Although it is likely that final negotiations will be wrapped up before Greece’s next significant debt payment falls due on August 20, Tsipras only managed to secure approval of his government’s proposals with the backing of opposition lawmakers, as more than a dozen SYRIZA members rejected the terms. Implementation of the various reforms on which the loan program is conditioned will require separate parliamentary approval, and Tsipras will need to bring the SYRIZA dissidents around if his claim to a mandate is to have any validity, and he has already warned the rebels that their failure to toe the party line would force him to call an early election.

Recent polls suggest that SYRIZA would score a landslide victory in the event of snap election, as a majority of Greeks are apparently willing to give Tsipras credit for at least putting up a fight in a battle with a much more powerful opponent.
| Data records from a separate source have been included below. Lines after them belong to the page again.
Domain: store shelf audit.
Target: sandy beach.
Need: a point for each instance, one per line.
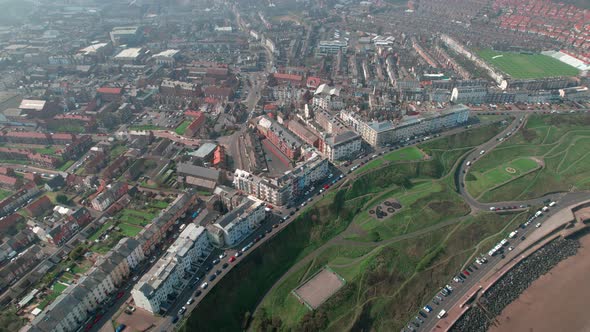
(555, 302)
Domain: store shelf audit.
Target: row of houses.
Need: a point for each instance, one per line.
(280, 191)
(387, 132)
(159, 287)
(79, 302)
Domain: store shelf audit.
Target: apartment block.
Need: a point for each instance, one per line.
(238, 223)
(164, 280)
(386, 132)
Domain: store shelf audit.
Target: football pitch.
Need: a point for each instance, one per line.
(520, 66)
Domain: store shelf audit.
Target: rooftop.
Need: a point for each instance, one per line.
(198, 171)
(30, 104)
(167, 54)
(129, 53)
(243, 210)
(204, 150)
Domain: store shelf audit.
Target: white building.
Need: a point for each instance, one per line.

However, while a worst-case scenario appears to have been averted, the economy has once again fallen into recession, restrictions on bank withdrawals are still in place, and the austerity measures and structural reforms the government has agreed to implement will produce hardship, even as the country’s debt burden continues to grow larger, and debt repayment consumes a large share of the new loans made available under the bailout agreement.

It is debatable whether SYRIZA’s popular support will continue to hold up under such conditions. If not, the main beneficiaries of a loss of faith in Tsipras and his party are likely to be far-right organizations that have decried the bailout agreement as capitulation to Europe’s moneyed classes, a development that would create an obstacle to forming a stable government down the road.